Update: This restaurant has moved to 1460 Hertel Ave!
1460 Hertel Ave, Buffalo, NY 14202
(716) 768-4426 | FACEBOOK
Dine-in, Carryout & Delivery 7 days a week
New to downtown’s Theater District is the Chennai Express India Restaurant. Don’t let the express part throw you off – it’s not a quick order, franchise type joint. There is plenty of comfortable seating in this modest dining establishment right across from Shea’s Performing Arts, and next door to District. The decor is stark with a pinch of elegant and a dash of India that includes white table clothes, covered chairs, and traditional Indian music.
Our waiter explained that their food is south Indian while most/all other Indian restaurants in town are north Indian. The difference, he explained, is in the spices and the Dosas that are much more common in the southern cuisine.
We hear that bigger menus are on their way. This was only their second week open, though that didn’t seem to show in the food quality or service.
I can’t say I’m any type of expert when it comes to Indian food, but I have a pretty firm grasp on what tastes good. This definitely qualifies. Chennai Express offers a long list of traditional dishes and house-made sauces including my all time favorite, tamarind.
If you’re a fan of good food, Indian or any other, stop in soon. This food is fresh and made to order with your choice of heat. I have no doubt lines will be forming before too long. Should that be the case you might want to take advantage of their take out or free (downtown) delivery.
We stopped in this week for lunch and ordered more than enough for a double date. Except there were only two of us. And it wasn’t a date. But anyways, we tried a lot of food. A lot of delicious food.
After sipping on a warm cup of Masala chai, a spiced Indian tea with milk, we started with the Chennai sampler($6.95), an assortment of dishes from the appetizer list. Included was a fried lentil doughnut (vada), a spring roll (vegetable), fried fritters made with chicken and spices (chicken pakora), fried pastry stuffed with potato and peas (Samosa) and onion, spinach and chickpea flour fritters (pakora). The dish came accompanied with a tamarind chutney sauce and a mint sauce typically used for the Samosa and the spring roll (if I remember correctly?), and ketchup for some of the others – an American thing. But hey if it tastes good, it’s not wrong. In this case though you don’t need the ketchup, because tamarind tastes good on everything, and the mint sauce is a refreshing change of pace.
If I had to pick a favorite from the sampler, I’d go with the Pakora. It was a delightfully crispy melody of fried onions and chickpea flour. Although it’s hard for me to speak to the differences of flavor in each item, they tasted as though each was made using a different mix of spices. The samosa was another obvious favorite with the crunchy outer layer and the warm, dense insides.

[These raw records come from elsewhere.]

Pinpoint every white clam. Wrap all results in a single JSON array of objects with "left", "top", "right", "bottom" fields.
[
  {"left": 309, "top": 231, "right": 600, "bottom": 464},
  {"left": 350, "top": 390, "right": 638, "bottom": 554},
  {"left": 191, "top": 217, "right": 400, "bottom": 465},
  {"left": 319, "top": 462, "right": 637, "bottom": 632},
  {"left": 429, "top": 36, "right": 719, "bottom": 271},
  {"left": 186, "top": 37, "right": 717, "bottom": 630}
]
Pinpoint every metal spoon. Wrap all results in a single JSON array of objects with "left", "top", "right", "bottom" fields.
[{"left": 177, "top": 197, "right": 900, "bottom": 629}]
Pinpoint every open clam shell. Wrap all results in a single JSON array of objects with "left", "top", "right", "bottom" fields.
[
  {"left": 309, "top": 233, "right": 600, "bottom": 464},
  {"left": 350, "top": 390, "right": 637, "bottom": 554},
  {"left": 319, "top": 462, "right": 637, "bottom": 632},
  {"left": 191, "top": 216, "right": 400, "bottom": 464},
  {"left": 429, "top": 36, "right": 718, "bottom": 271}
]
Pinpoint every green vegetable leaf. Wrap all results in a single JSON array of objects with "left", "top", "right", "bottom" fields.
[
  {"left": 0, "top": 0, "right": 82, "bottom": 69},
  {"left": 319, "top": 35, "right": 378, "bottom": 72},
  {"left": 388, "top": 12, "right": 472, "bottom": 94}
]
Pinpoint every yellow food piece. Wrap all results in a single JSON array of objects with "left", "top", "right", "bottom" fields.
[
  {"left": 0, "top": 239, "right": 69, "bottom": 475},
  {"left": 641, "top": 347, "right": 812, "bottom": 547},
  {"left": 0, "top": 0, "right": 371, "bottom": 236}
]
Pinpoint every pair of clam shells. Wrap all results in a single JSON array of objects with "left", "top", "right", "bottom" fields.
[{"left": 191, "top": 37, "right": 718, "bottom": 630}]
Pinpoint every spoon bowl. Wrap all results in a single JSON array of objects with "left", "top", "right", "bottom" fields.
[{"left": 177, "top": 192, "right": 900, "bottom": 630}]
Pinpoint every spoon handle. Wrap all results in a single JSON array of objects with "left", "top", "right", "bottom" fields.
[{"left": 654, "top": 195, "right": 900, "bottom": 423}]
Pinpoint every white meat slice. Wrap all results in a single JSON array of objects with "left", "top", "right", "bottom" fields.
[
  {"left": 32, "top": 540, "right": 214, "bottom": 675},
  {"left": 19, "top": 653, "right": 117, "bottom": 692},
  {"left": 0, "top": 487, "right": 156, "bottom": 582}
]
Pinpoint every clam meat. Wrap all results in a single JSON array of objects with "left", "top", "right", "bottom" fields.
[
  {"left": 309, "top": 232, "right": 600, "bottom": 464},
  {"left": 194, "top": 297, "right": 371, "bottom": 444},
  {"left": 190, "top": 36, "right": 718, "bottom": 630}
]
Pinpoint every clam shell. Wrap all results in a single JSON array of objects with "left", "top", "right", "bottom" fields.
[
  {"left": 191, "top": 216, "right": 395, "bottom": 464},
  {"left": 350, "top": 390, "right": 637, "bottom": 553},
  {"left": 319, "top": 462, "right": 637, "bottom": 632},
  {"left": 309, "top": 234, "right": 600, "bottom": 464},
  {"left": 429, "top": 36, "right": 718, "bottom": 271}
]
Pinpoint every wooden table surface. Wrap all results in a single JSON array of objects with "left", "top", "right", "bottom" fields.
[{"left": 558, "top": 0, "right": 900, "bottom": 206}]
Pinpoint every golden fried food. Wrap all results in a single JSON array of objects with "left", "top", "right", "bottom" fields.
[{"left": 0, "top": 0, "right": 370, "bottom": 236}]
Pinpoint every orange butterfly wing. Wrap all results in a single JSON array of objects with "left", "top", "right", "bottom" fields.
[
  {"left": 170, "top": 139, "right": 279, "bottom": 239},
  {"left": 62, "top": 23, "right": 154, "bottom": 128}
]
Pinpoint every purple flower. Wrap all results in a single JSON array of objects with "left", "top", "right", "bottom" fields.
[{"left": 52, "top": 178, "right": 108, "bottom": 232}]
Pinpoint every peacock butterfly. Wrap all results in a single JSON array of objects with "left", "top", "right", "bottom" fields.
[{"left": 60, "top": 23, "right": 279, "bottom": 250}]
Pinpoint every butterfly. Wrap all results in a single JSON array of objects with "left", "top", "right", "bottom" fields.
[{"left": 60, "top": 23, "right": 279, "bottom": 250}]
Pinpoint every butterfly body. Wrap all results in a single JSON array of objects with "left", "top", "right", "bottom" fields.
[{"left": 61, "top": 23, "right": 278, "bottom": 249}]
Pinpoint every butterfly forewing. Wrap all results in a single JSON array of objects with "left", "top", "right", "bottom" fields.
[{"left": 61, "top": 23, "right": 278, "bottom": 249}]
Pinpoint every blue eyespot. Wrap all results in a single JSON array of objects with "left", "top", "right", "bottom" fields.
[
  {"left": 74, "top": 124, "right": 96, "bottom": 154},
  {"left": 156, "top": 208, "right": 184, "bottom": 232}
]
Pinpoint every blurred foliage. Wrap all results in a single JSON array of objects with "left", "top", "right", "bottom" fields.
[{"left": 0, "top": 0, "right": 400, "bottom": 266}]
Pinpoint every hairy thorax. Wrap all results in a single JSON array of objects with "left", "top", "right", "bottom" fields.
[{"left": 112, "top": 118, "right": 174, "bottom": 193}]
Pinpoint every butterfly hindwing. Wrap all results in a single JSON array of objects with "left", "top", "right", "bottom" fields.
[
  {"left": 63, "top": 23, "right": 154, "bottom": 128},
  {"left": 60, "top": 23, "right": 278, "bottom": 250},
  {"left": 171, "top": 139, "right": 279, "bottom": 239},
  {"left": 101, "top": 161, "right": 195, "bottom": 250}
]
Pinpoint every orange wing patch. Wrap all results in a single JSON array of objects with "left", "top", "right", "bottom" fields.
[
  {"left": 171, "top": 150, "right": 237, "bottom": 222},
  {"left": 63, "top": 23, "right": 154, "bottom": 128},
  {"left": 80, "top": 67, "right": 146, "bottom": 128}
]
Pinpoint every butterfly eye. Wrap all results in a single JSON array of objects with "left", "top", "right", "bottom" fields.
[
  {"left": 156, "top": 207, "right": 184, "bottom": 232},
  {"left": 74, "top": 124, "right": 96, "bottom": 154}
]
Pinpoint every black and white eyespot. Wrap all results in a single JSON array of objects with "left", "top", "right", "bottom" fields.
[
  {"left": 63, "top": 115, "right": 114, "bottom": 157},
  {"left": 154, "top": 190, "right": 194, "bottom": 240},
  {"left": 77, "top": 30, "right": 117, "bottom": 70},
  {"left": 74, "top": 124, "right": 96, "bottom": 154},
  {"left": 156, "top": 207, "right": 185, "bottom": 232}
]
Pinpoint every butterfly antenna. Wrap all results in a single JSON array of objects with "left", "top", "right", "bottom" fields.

Next we moved on to the Lamb Biryani ($13.95), an aromatic rice flavored with cubes of tender lamb and broccoli, fragrant with saffron and garnished with cashews. This beautiful bowl of rice came with a large side of Dahi, a plain homemade yogurt sauce with cucumber and carrots, and a side of a mix of spicy pickled something. It was good, but can be spicy if you test your luck. We ordered everything medium with a couple hot sauces on the side. This was my favorite dish of the meal. Something about the rice spoke to me. It could have been the light and fluffy texture of the long grain rice, or the lamb mixed in, oozing flavor for the rice to soak up, but I’m leaning towards the power of saffron. It was subtle, but made all the difference. The lamb chunks were certainly tender and perfectly seasoned. The rice was peppered with small bits of vegetables and topped with a variety of veggies that added to the overall appeal of the dish – especially the almost raw red onion.
The Tamarind Rice ($6.95), a South Indian rice cooked with tamarind and spices also came with a side of Dahi and Pickel, and was absolutely delicious in it’s nutty aroma and simple presentation. The spices used add tons of flavor without overpowering the dish. Pour the runny Dahi over the rice. It ends better than you can imagine. The sprinkle of cilantro over the top is a welcome touch of flavor.
Dosas, of which Chennai Express has many, are rice and lentil crepes served with sambar, a mixed vegetable soup with Indian spices, coconut chutney and tomato chutney. The enormous, crispy dosa is meant to be pulled apart and dipped into your choice of satisfying sauce. With the help of our server, we ordered the Mushroom masala dosa ($7.50) with mushroom and potato filling and two add ons – cheese and spinach. The crepe was crispy and flavorful, especially after dipping. I liked it best in the sambar.
For dessert, our server was kind enough to surprise us with a taste of the honey balls as he called them, or what I suspect is the Gulab Jamun ($3.50) on the menu. They are milk balls deep fried with warm sugar syrup and are unique and delicious. Don’t skip dessert. It’s a bad life choice.
Our server was excellent -extremely helpful, knowledgeable, and excited to educate us. What more can you ask for.